Making a smartphone that stands out in a crowded market is a tricky business, even for established players like Sony.
The company’s Xperia brand entered its 10th year in 2018, most recently adding the XZ3 handset to the line-up. Sony has resisted the popular notch trend in its newest flagship, opting for evolution rather than revolution – but has it done well to take the modest approach?
Design and display
You could easily mistake the last Xperia, the XZ2, with the XZ3 as the design is near identical, except the edges are more curved, like the latest Samsung Galaxy S handsets.

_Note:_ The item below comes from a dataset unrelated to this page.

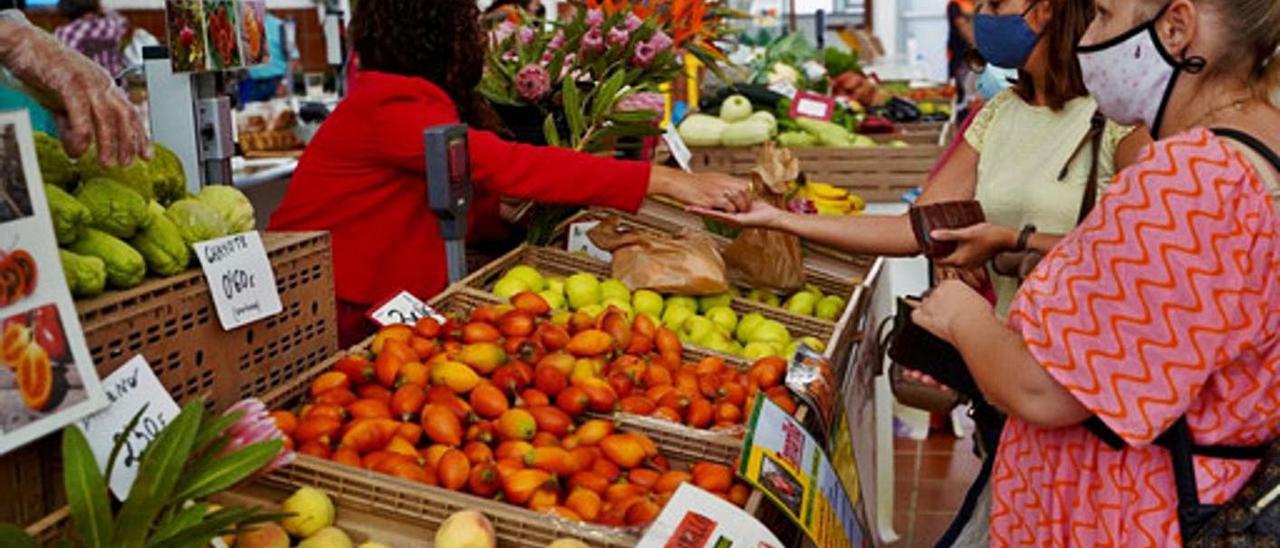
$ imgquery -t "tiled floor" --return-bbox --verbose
[893,430,982,548]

This certainly gives it an elegant look and is comfortable enough to hold and use with one hand – something hard to come by with many of the big smartphones that have become customary today.
However, the elegance is let down by the smear-prone glass body material, which stands out all the more on the black handset.
At 9.9mm, the XZ3 is slightly slimmer than the XZ2’s 11.1mm, as well as weighing 5g less, now at 193g, but this doesn’t go far enough to remove the handset’s bulkiness.
The back remains largely identical to its predecessor too, including the awkward positioning of the fingerprint sensor right at centre.
Sony’s saving grace and standout feature by a mile is its stunning OLED display, utilising its strengths as a TV-maker with the Bravia range. The 6in 2160×1080 display offers compelling colour and one of the deepest blacks you will find on a smartphone, making it ideal for watching movies or videos on the go.
Much of the XZ3’s hardware is the same as before, with an identical Qualcomm Snapdragon 845 chip-set and 4GB of RAM to handle the speed of the phone.
Despite the reasonable spec sheet, the handset doesn’t run as smoothly as you might hope, especially if you have multiple apps running in the background.
Side Sense, a feature that allows you to tap one the side to bring up your most used apps and shortcuts, is a nice addition but marred by accidental touches – just as well you can turn it off.
Sony also misses an opportunity to upgrade its rear camera, sticking with a 19-megapixel snapper. Though the photos still look decent but they don’t beat other Android devices, such as Google’s Pixel handsets and the OnePlus 6T.
Strangely, Sony did decide to focus on the front-facing camera, bumping it up to 13-megapixels, so you can definitely notice the difference in your selfies at least.
Sony does well to maintain a starting price of £699 – bucking the tendency to increase each time like other handset makers – but sadly the XZ3 carries on matching its predecessor instead of aiming to better it.
If you’re looking for something with a beautiful display to watch movies, you’re looking in the right place, as the display is easily the only new and worthwhile part of the XZ3.
The form of the phone is great to hold in one hand, but again, let down by the bulky weight.
It may be time for Sony to go down the path of revolution, rather than sticking to the safety of evolution.